A hundred years ago very worthwhile piece of equipment for a farmer to own was a pedal grinder. It could be use to sharpen everything needing sharpening from sickle blades to butcher knives. When my grandfather Sorenson passed away, I was fortunate enough to inherit his grinder. He use to keep it out in the yard under the apple tree, and all us kids use to take turns pedaling it. It seemed worthy to build a model of, and so just yesterday I completed a 1/8th scale model of it.

Wooden Lock

A couple weeks ago I completed a working lock, built entirely out of wood and glue, for no reason other than just doing it.

Fill In Engine

I had a desire for some kind of different project, and I happened across a web site in England that had instructions for building a little hand cranked box organ.
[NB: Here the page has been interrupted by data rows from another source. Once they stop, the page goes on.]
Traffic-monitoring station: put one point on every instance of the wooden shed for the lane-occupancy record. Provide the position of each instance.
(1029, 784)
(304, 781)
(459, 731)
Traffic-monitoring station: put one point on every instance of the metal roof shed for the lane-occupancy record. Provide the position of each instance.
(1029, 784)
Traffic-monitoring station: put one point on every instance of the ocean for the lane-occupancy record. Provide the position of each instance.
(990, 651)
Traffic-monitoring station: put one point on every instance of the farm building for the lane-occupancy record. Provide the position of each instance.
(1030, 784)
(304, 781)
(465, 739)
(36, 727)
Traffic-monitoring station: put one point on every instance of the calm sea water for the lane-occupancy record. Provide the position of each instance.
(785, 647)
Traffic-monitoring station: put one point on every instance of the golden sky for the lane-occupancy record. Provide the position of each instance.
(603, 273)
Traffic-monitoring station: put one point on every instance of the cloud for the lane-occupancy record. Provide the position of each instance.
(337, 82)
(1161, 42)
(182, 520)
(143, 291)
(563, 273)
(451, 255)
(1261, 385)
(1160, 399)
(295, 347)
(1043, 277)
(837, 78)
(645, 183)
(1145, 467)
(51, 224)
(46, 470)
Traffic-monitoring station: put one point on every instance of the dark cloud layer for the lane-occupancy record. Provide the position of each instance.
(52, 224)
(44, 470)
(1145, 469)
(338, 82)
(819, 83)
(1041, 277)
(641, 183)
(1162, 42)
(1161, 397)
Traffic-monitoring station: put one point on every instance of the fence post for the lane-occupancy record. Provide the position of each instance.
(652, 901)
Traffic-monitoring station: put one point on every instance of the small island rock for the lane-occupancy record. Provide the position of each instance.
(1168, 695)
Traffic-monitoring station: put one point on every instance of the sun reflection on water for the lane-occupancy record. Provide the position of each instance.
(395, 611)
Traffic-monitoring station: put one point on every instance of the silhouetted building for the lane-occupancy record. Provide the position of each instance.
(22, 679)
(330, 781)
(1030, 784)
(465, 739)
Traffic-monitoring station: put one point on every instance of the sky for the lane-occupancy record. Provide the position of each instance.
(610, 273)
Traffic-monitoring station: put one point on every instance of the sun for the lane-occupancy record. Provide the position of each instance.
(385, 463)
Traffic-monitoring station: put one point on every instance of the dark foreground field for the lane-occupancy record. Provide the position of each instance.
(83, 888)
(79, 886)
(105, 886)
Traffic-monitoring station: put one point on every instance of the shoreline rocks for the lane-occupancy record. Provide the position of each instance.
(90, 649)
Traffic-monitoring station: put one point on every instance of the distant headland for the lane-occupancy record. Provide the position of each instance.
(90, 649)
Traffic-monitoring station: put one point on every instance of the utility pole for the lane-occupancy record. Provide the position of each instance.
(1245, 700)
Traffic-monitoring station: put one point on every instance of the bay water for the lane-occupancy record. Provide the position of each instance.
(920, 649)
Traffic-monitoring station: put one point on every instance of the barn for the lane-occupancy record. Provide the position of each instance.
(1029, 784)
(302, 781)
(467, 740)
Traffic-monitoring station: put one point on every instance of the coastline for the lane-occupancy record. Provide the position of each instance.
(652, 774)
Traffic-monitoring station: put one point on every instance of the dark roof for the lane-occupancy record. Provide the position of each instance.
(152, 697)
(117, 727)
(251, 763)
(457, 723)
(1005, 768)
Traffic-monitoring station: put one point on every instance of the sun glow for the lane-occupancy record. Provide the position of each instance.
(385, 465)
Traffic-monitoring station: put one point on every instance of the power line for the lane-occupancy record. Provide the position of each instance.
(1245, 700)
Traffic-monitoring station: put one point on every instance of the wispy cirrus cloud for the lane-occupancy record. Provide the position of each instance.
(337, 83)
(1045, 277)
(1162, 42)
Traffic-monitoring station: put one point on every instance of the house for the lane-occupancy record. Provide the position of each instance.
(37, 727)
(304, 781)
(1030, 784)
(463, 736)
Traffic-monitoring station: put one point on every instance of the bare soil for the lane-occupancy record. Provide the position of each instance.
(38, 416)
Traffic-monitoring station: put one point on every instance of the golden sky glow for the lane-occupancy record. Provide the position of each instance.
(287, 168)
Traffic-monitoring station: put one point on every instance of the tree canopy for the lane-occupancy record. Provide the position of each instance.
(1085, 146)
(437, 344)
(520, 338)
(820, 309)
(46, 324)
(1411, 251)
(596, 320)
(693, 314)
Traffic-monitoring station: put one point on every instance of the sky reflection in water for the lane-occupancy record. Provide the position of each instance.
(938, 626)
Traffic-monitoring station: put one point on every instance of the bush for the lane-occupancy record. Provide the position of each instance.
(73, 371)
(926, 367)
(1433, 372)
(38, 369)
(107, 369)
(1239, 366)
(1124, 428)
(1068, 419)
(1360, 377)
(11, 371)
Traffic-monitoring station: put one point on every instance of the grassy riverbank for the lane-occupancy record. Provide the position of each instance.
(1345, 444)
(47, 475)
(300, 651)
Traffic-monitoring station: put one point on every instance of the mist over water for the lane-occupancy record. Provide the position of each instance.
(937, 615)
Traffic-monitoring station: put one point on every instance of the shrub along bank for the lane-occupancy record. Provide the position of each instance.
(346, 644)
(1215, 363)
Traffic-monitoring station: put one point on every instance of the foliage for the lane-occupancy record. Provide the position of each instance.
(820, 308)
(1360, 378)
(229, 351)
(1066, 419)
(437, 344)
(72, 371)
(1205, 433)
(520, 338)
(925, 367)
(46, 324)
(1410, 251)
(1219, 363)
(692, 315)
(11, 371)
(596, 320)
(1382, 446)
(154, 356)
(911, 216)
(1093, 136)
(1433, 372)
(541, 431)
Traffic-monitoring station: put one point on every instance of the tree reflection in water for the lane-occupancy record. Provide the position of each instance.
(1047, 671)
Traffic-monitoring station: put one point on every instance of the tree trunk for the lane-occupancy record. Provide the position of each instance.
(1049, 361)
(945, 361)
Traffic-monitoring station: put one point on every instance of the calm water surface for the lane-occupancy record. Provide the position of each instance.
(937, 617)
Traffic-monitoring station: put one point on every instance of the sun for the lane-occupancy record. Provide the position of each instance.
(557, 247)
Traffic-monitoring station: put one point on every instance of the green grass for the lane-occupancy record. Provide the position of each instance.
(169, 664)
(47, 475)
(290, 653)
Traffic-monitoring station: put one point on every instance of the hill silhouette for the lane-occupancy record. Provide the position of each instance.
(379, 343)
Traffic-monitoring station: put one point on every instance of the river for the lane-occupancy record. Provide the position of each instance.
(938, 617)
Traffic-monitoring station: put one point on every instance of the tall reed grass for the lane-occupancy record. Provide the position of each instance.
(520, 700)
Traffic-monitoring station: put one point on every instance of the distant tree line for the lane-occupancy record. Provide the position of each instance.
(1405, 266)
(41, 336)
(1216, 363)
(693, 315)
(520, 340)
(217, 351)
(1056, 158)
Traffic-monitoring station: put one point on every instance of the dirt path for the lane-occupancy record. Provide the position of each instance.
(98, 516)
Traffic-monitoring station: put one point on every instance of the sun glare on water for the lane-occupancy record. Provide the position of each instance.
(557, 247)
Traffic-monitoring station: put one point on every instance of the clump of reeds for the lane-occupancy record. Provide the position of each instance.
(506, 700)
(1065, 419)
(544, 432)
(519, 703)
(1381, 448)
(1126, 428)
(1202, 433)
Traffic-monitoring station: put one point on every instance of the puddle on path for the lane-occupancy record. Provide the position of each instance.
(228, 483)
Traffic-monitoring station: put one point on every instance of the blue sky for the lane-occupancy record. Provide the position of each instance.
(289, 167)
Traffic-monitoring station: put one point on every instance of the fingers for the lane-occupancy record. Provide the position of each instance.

After watching and listening to a number of videos of various ones playing, I placed an order for a set of instructions. But as anyone knows who has ordered anything from across the ocean, it takes time to get here. So while I was waiting I put together this little vertical engine. It did not take much because I was able to use a left over steam cylinder from the steam shovel and the flywheel is a spare belt pulley from the sawmill. It is intriguing, because it has rather different straight line motion linkage that eliminates the need for a cross head guide. The timing was perfect, I completed it march 4th just as my package from England arrived.
The organ was finished about the first of May, but that is another story, and hopefully a video of it will get posted one of these days.

"Fancy Calipers"

One day while looking through an 1897 issue of the Sears Roebuck catalog I ran across a listing for some fancy calipers. They looked pretty handy and the price seemed very reasonable at 8 cents, but Sears, for some reason would not honor the order. Perhaps that catalog was too far out of date. Rather than go without I proceeded to make a pair of my own. I finished them February 22, and I was pleasantly surprised how well they work. Those "old timers" knew what they were doing!

Tool Post Grinder

When building the Gator gun in January I took an old 3/8" worn reamer and ground it down to .360 diameter so I could ream the barrel to 36 caliber. To grind it down I rigged a die grinder to the lathe tool post. It got the job done, but the setup was a little less than satisfactory, so that prompted building a solid tool post grinder of my own design. It was constructed almost entirely of on hand materials, except I did salvage a motor and speed control from a little Harbor Freight grinder. It was completed February 4th.

January was a busy month

After being under construction for 10 weeks, on January 9th 2009, a half scale model of a Winchester Model 1892 was completed. It is fully functional, just like a full sized one, except it cannot be shot because there are no bullets commercially available that will work in it. This is the same model as so often was used in John Wayne and Chuck Connors movies.

On January 21 a rather whimsical under hammer muzzle loading pistol was completed. I call it my Gator Gun, and by golly it has proved to be pretty effective. I have not seen a single Gator in the whole county since it was finished

The month was finished up on the 29th of January by completing a mini .22 caliber revolver. It is fully functional, but it was decommissioned so that it will not shoot bullets. I did not want to take a chance of someone getting hurt with it.